Flavonols glycosides and acetylated glycosides
| Name | Aglycone | 3 | 5 | 6 | 7 | 8 | 2′ | 3′ | 4′ | 5′ | 6′ |
|---|---|---|---|---|---|---|---|---|---|---|---|
| Astragalin | Kaempferol | Glc |  |  |  |  |  |  |  |  |  |
| Azalein | Azaleatin | Rha |  |  |  |  |  |  |  |  |  |
| Hyperoside | Quercetin | Gal |  |  |  |  |  |  |  |  |  |
| Isoquercitin | Quercetin | Glc |  |  |  |  |  |  |  |  |  |
| Kaempferitrin | Kaempferol | Rha |  |  | Rha |  |  |  |  |  |  |
| Myricitrin | Myricetin | Rha |  |  |  |  |  |  |  |  |  |
| Quercitrin | Quercetin | Rha |  |  |  |  |  |  |  |  |  |
| Robinin | Kaempferol | Robinose |  |  | Rha |  |  |  |  |  |  |
| Rutin | Quercetin | Rutinose |  |  |  |  |  |  |  |  |  |
| Spiraeoside | Quercetin |  |  |  |  |  |  |  | Glc |  |  |
| Xanthorhamnin | Rhamnetin | trisaccharide |  |  |  |  |  |  |  |  |  |
| Amurensin | Kaempferol |  |  |  | Glc | tert-amyl |  |  |  |  |  |
| Icariin | Kaempferide | Rha |  |  | Glc | tert-amyl |  |  |  |  |  |
| Troxerutin | Quercetin | Rutinose |  |  | hydroxyethyl |  |  | hydroxyethyl | hydroxyethyl |  |  |

==Drug interactions==

Flavonoids have effects on CYP (P450) activity.
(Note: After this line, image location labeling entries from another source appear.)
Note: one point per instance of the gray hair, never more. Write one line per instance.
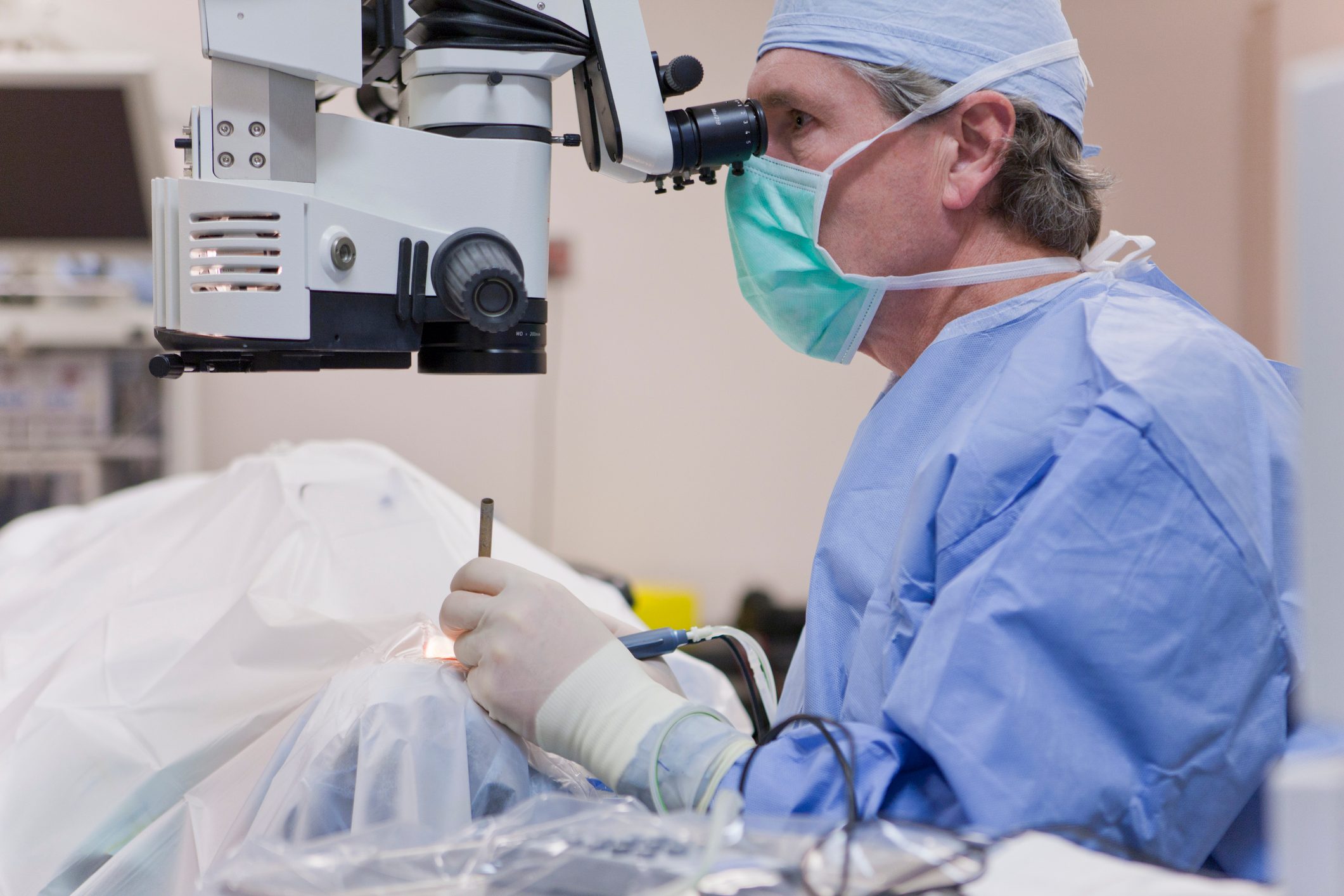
(1045, 189)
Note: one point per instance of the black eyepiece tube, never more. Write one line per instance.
(717, 135)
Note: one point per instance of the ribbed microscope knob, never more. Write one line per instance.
(482, 281)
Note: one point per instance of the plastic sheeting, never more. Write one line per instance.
(397, 739)
(158, 645)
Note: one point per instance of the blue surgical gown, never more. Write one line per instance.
(1056, 582)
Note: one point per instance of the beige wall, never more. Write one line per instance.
(675, 438)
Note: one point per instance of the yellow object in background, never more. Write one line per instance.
(665, 606)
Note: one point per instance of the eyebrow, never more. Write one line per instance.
(780, 99)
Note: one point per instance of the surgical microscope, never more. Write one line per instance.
(305, 241)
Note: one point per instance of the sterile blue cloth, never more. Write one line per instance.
(1056, 582)
(948, 41)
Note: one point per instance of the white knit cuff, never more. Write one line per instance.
(601, 712)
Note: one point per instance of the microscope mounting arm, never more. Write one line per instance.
(305, 241)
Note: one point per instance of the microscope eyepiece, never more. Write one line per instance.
(720, 133)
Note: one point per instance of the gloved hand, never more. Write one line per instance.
(546, 667)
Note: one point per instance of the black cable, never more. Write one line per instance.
(846, 769)
(760, 718)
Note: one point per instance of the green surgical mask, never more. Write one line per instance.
(774, 222)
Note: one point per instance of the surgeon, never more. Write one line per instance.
(1056, 586)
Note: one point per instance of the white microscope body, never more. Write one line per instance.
(309, 241)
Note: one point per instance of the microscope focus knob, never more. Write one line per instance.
(479, 276)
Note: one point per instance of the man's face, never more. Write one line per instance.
(885, 214)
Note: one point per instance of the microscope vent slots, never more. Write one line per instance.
(233, 264)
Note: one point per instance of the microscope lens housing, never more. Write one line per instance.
(352, 243)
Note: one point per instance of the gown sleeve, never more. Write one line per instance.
(1108, 662)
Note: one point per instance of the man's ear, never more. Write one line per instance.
(982, 125)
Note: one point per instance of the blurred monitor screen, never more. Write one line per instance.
(68, 164)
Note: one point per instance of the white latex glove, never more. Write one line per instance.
(546, 667)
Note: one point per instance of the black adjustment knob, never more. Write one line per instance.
(479, 276)
(681, 75)
(167, 367)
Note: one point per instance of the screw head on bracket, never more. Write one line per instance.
(343, 253)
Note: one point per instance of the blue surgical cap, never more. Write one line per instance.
(948, 39)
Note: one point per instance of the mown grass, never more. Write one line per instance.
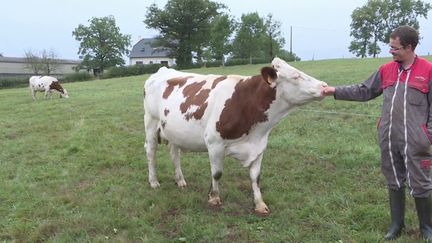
(74, 170)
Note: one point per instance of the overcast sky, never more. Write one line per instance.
(320, 28)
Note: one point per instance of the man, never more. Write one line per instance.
(405, 127)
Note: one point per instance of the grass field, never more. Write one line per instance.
(74, 170)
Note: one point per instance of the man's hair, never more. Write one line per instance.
(407, 36)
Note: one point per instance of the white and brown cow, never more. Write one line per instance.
(223, 115)
(46, 84)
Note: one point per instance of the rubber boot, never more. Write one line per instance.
(424, 210)
(397, 212)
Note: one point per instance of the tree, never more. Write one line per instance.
(184, 26)
(33, 62)
(45, 63)
(102, 45)
(221, 29)
(374, 22)
(274, 36)
(250, 37)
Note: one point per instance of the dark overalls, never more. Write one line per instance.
(405, 126)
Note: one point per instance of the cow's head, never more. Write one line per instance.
(64, 94)
(294, 86)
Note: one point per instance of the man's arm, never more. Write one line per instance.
(367, 90)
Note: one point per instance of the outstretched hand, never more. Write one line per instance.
(327, 91)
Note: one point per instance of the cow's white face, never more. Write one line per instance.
(65, 94)
(296, 87)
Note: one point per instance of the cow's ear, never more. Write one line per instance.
(269, 74)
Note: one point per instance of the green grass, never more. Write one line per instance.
(74, 170)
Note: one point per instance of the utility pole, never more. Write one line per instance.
(291, 40)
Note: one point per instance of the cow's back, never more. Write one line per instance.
(187, 105)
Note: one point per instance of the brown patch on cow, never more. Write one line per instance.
(172, 83)
(246, 107)
(56, 85)
(216, 81)
(197, 96)
(166, 112)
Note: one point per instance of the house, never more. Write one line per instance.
(18, 66)
(143, 53)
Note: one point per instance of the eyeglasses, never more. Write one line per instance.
(394, 49)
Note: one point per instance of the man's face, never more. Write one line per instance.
(399, 52)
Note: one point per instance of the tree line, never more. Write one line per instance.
(373, 23)
(202, 31)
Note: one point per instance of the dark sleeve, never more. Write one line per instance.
(369, 89)
(429, 125)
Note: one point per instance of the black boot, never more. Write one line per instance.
(397, 211)
(424, 210)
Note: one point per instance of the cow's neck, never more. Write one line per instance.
(247, 108)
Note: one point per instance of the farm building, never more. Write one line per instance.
(18, 66)
(144, 53)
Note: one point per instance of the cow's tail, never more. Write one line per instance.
(160, 139)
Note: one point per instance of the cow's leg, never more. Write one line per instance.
(151, 129)
(254, 172)
(216, 155)
(32, 91)
(175, 156)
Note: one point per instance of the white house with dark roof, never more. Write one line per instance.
(143, 53)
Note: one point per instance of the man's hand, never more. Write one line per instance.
(327, 91)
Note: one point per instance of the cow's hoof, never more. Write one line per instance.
(215, 201)
(181, 183)
(154, 184)
(262, 210)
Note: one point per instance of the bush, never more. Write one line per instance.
(13, 82)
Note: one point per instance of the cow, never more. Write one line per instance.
(46, 84)
(224, 115)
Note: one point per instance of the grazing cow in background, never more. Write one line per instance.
(223, 115)
(46, 84)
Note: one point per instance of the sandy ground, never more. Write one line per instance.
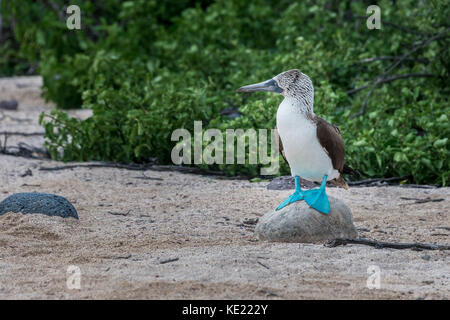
(132, 222)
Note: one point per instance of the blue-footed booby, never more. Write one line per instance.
(312, 147)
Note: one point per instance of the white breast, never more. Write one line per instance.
(303, 151)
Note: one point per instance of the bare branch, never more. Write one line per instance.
(368, 60)
(393, 78)
(380, 245)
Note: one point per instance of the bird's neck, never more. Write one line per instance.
(303, 103)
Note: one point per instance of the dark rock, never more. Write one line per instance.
(426, 257)
(8, 104)
(33, 202)
(298, 222)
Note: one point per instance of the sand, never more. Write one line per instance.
(169, 235)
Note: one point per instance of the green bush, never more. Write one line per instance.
(146, 68)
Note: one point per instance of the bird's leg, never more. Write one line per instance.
(296, 196)
(317, 198)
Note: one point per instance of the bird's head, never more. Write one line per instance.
(290, 83)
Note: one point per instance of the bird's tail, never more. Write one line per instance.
(340, 182)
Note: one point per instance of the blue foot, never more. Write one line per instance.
(317, 198)
(296, 196)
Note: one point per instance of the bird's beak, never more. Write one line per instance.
(269, 85)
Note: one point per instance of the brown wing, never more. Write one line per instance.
(331, 140)
(280, 145)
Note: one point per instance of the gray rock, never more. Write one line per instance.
(33, 202)
(8, 104)
(298, 222)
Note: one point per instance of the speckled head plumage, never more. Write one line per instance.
(296, 85)
(292, 84)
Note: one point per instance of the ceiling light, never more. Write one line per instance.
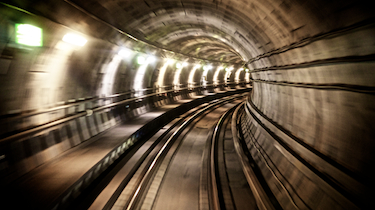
(125, 52)
(29, 35)
(74, 39)
(141, 60)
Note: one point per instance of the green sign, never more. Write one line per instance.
(29, 35)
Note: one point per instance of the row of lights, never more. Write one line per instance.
(30, 35)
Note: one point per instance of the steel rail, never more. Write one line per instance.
(217, 203)
(261, 197)
(164, 149)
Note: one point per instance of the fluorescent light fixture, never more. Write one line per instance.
(125, 52)
(151, 59)
(74, 39)
(29, 35)
(141, 60)
(178, 65)
(169, 61)
(207, 67)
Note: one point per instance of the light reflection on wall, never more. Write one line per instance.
(247, 76)
(176, 79)
(237, 75)
(215, 80)
(138, 80)
(109, 75)
(160, 83)
(228, 73)
(204, 75)
(191, 82)
(47, 76)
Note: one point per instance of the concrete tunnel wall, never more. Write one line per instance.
(36, 79)
(312, 66)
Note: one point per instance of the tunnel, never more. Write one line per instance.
(71, 70)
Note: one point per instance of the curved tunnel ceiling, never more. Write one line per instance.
(197, 28)
(238, 31)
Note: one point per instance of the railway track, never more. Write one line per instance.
(177, 168)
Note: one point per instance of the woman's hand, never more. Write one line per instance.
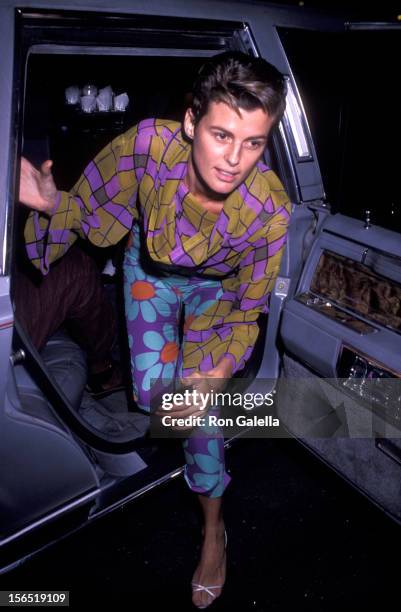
(37, 188)
(203, 383)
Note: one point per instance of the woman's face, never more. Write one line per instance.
(226, 146)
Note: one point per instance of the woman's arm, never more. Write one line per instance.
(100, 207)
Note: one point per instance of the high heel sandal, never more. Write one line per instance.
(200, 587)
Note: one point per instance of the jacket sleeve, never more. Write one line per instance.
(257, 274)
(100, 207)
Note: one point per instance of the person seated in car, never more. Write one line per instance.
(207, 223)
(71, 295)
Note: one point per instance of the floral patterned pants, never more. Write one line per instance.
(153, 309)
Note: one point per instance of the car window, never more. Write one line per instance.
(348, 84)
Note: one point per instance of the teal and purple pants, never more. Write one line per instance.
(154, 306)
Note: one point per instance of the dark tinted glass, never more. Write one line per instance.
(349, 86)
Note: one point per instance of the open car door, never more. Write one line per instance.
(340, 394)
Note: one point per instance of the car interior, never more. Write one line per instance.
(333, 331)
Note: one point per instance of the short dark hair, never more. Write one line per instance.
(241, 81)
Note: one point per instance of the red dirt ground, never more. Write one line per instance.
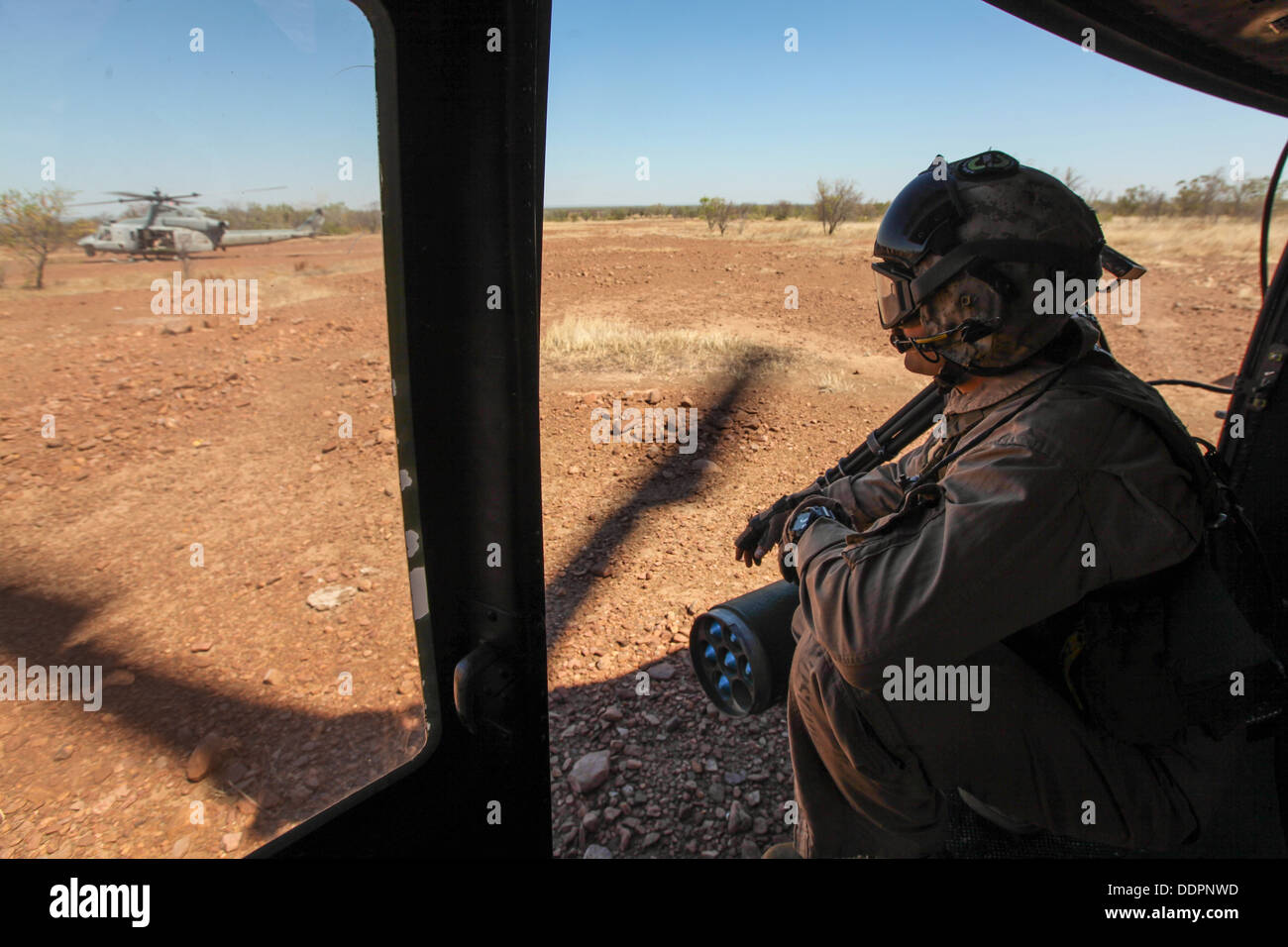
(227, 436)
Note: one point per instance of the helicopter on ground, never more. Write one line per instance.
(168, 228)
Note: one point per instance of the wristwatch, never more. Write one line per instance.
(805, 518)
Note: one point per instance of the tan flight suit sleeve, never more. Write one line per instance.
(876, 493)
(1003, 544)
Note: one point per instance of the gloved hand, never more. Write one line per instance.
(759, 538)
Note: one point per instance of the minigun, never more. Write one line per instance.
(742, 650)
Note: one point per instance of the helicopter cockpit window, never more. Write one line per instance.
(201, 478)
(709, 341)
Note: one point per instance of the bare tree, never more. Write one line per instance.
(836, 202)
(717, 211)
(31, 224)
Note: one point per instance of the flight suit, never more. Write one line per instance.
(1070, 495)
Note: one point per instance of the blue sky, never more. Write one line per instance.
(112, 91)
(707, 93)
(703, 89)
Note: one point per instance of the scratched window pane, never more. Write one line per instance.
(205, 622)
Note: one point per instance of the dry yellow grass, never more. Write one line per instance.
(1146, 240)
(596, 344)
(1142, 239)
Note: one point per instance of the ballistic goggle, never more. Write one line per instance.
(901, 292)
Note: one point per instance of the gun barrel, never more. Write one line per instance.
(742, 650)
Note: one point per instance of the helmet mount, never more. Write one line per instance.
(962, 248)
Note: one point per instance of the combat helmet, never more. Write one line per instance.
(964, 247)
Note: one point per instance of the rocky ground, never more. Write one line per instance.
(226, 716)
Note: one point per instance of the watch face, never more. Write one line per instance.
(800, 522)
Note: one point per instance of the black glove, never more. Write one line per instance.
(759, 538)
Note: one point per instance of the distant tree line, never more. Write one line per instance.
(257, 217)
(1206, 196)
(713, 210)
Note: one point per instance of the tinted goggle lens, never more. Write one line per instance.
(894, 292)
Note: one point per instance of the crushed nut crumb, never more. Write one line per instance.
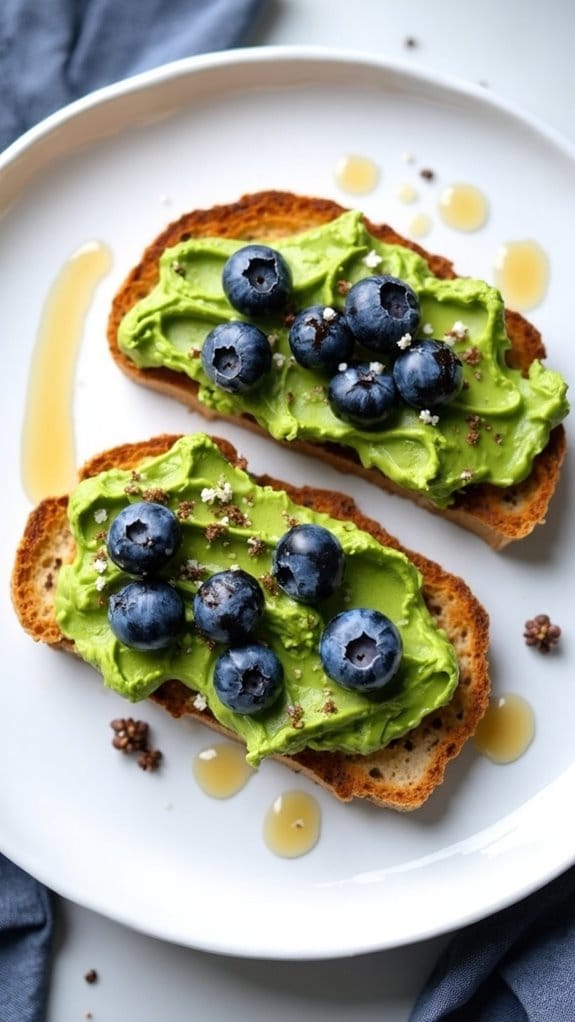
(343, 286)
(295, 714)
(155, 495)
(255, 546)
(130, 735)
(185, 509)
(150, 759)
(540, 633)
(270, 584)
(472, 357)
(191, 570)
(214, 531)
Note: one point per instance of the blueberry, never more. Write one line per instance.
(248, 679)
(320, 338)
(228, 606)
(236, 356)
(308, 563)
(146, 614)
(380, 311)
(428, 374)
(361, 649)
(256, 280)
(143, 538)
(363, 395)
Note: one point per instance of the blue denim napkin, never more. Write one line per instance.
(26, 942)
(516, 966)
(53, 51)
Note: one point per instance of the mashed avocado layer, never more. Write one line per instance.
(490, 433)
(227, 519)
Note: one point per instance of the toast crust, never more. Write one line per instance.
(497, 515)
(402, 775)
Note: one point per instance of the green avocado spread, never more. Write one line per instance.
(490, 433)
(227, 519)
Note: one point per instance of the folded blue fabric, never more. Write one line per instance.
(26, 941)
(516, 966)
(53, 51)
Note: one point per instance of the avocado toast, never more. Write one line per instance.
(408, 768)
(506, 426)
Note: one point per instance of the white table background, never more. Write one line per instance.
(523, 52)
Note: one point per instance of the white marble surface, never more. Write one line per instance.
(522, 52)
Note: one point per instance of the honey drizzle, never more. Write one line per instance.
(507, 729)
(356, 175)
(48, 450)
(291, 826)
(522, 273)
(221, 770)
(463, 206)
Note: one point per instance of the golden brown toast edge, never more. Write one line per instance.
(403, 774)
(498, 516)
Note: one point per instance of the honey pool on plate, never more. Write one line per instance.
(507, 729)
(48, 453)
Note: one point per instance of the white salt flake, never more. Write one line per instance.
(427, 418)
(223, 493)
(372, 260)
(460, 329)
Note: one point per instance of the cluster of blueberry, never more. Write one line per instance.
(360, 648)
(381, 315)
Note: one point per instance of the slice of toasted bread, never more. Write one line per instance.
(400, 776)
(497, 515)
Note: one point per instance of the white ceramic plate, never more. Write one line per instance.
(151, 849)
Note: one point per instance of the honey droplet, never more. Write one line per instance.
(356, 175)
(463, 207)
(420, 225)
(507, 729)
(291, 827)
(221, 770)
(405, 192)
(522, 274)
(48, 449)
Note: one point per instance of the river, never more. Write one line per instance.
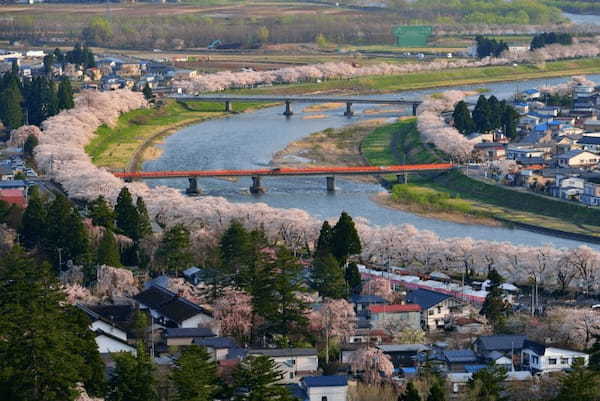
(249, 140)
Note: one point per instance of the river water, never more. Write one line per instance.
(249, 140)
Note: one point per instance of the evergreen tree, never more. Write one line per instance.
(580, 384)
(410, 393)
(144, 226)
(173, 253)
(327, 277)
(34, 222)
(482, 115)
(462, 118)
(494, 307)
(353, 278)
(486, 384)
(195, 375)
(101, 213)
(147, 91)
(11, 112)
(436, 392)
(65, 95)
(30, 143)
(127, 215)
(66, 237)
(46, 347)
(256, 379)
(345, 238)
(133, 377)
(108, 251)
(325, 240)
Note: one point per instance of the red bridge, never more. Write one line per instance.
(329, 172)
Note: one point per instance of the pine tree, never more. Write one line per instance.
(328, 277)
(101, 213)
(127, 215)
(346, 241)
(34, 222)
(462, 118)
(325, 240)
(256, 379)
(482, 115)
(194, 375)
(30, 143)
(46, 347)
(108, 251)
(133, 377)
(173, 253)
(144, 226)
(11, 112)
(436, 392)
(65, 95)
(353, 278)
(147, 91)
(410, 393)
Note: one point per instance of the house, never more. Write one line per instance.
(322, 388)
(540, 358)
(404, 355)
(294, 363)
(172, 310)
(220, 348)
(591, 194)
(577, 158)
(395, 317)
(362, 302)
(436, 307)
(185, 336)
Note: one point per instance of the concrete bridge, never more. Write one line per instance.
(228, 100)
(329, 173)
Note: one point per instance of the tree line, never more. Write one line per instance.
(489, 114)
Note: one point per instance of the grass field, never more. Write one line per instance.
(115, 147)
(454, 192)
(421, 80)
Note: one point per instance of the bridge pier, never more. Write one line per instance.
(288, 109)
(330, 184)
(256, 188)
(192, 189)
(348, 112)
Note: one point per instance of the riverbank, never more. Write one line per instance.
(131, 141)
(435, 79)
(454, 194)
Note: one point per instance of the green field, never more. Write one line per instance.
(421, 80)
(455, 192)
(116, 147)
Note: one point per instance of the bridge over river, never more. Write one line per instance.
(288, 100)
(400, 171)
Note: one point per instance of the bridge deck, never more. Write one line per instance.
(295, 99)
(322, 171)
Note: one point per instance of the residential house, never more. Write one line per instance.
(436, 307)
(362, 302)
(591, 194)
(540, 358)
(323, 388)
(294, 363)
(172, 310)
(395, 317)
(186, 336)
(577, 159)
(404, 355)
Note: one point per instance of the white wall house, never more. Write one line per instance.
(325, 388)
(540, 358)
(295, 363)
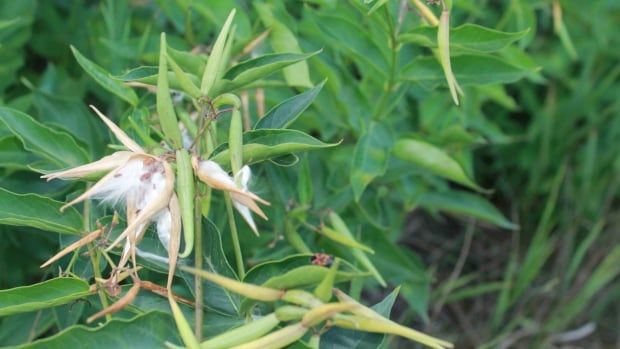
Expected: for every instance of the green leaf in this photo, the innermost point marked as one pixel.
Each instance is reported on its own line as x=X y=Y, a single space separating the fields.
x=464 y=203
x=468 y=37
x=105 y=79
x=214 y=260
x=13 y=155
x=353 y=39
x=294 y=271
x=285 y=113
x=434 y=160
x=146 y=331
x=148 y=75
x=254 y=69
x=370 y=157
x=58 y=147
x=260 y=145
x=42 y=295
x=165 y=110
x=338 y=338
x=282 y=40
x=468 y=69
x=39 y=212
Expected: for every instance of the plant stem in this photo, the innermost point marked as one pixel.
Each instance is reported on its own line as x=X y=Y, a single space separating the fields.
x=381 y=111
x=94 y=258
x=199 y=315
x=235 y=237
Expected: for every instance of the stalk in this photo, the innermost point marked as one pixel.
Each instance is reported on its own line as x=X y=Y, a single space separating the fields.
x=235 y=237
x=94 y=258
x=199 y=315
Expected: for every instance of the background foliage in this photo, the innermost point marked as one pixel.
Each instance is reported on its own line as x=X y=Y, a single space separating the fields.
x=496 y=218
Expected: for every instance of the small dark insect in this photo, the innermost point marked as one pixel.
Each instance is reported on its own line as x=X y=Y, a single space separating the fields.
x=322 y=259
Flavonols are inhibitor of CYP2C9 and CYP3A4, which are enzymes that metabolize most drugs in the body.

==Technological uses==
A 2013 study showed that it is possible by optical methods to quantify the flavonol accumulation in some fruit and thus to sort fruit according to fruit quality and storage durability.

==Effects on health==
A 2022 study indicated an association between consumption of flavonols (found in food) and a lower rate of decline of cognitive ability, including memory.